The following are a few examples I bring with me to workshops I teach. One thing I try to express is how powerful manipulating the fundamentals can be. It's why I believe there is room for everybody to have their "own voice".
With this demo I painted from a photograph. I did four different interpretations of the same photo. Top left is a "high value key". Bottom left a "darker value key". Bottom center is most representational of actual setting. Top right I pushed up the chroma on all the colors.
The demo on the left was another example of a "high value key" exercise. I had the model in really dark value clothing so the students would have to get past painting the values they actually saw. The demonstrations on the right show how you can use different value arrangements for the same subject.
This is an exercise we always start with. Finding a simple value plan of our subject and then interpreting it in color staying as true as possible to our value sketch. This is really an important part of planning a painting.
This board shows three quick demos. Left, a demonstration of a backlit figure using a few values. Center, a quick light and shadow demo of the model in a studio setting.
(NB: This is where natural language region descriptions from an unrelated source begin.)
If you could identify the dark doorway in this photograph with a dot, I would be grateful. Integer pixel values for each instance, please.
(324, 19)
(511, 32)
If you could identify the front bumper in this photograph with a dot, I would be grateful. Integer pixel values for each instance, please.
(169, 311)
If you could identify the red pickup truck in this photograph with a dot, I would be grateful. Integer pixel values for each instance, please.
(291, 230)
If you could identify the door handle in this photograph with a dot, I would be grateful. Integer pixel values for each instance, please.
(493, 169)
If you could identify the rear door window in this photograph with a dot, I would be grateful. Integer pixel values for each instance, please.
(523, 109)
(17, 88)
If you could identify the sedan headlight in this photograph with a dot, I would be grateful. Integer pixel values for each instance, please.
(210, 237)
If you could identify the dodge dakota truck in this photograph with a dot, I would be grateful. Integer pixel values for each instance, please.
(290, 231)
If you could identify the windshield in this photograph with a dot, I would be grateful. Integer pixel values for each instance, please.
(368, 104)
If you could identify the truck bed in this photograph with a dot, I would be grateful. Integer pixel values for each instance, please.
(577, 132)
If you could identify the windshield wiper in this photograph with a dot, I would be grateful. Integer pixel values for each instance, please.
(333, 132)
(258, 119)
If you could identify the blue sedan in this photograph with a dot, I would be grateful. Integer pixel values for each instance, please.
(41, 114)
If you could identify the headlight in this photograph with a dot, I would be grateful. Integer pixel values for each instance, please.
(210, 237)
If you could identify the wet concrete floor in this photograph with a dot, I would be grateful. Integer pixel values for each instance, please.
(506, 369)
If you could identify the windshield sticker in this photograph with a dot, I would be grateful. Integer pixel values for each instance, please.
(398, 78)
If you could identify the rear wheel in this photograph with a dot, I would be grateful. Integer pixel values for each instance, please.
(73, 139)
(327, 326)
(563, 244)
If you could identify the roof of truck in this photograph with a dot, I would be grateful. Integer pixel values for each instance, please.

Right, a quick demo of a backlit figure in color. These were really to show how I get started.
I take a lot of what I call "teaching tools" with me to workshops I teach. It gives students a good idea of what to expect over the course of the class. It helps me explain the exercises I plan. I have collected stacks of these and always refer to them as well as demo new ones. This one shows the simplified planes for an adult head I use and the lower right corner shows a demo of shifting the value range up to the lighter tones.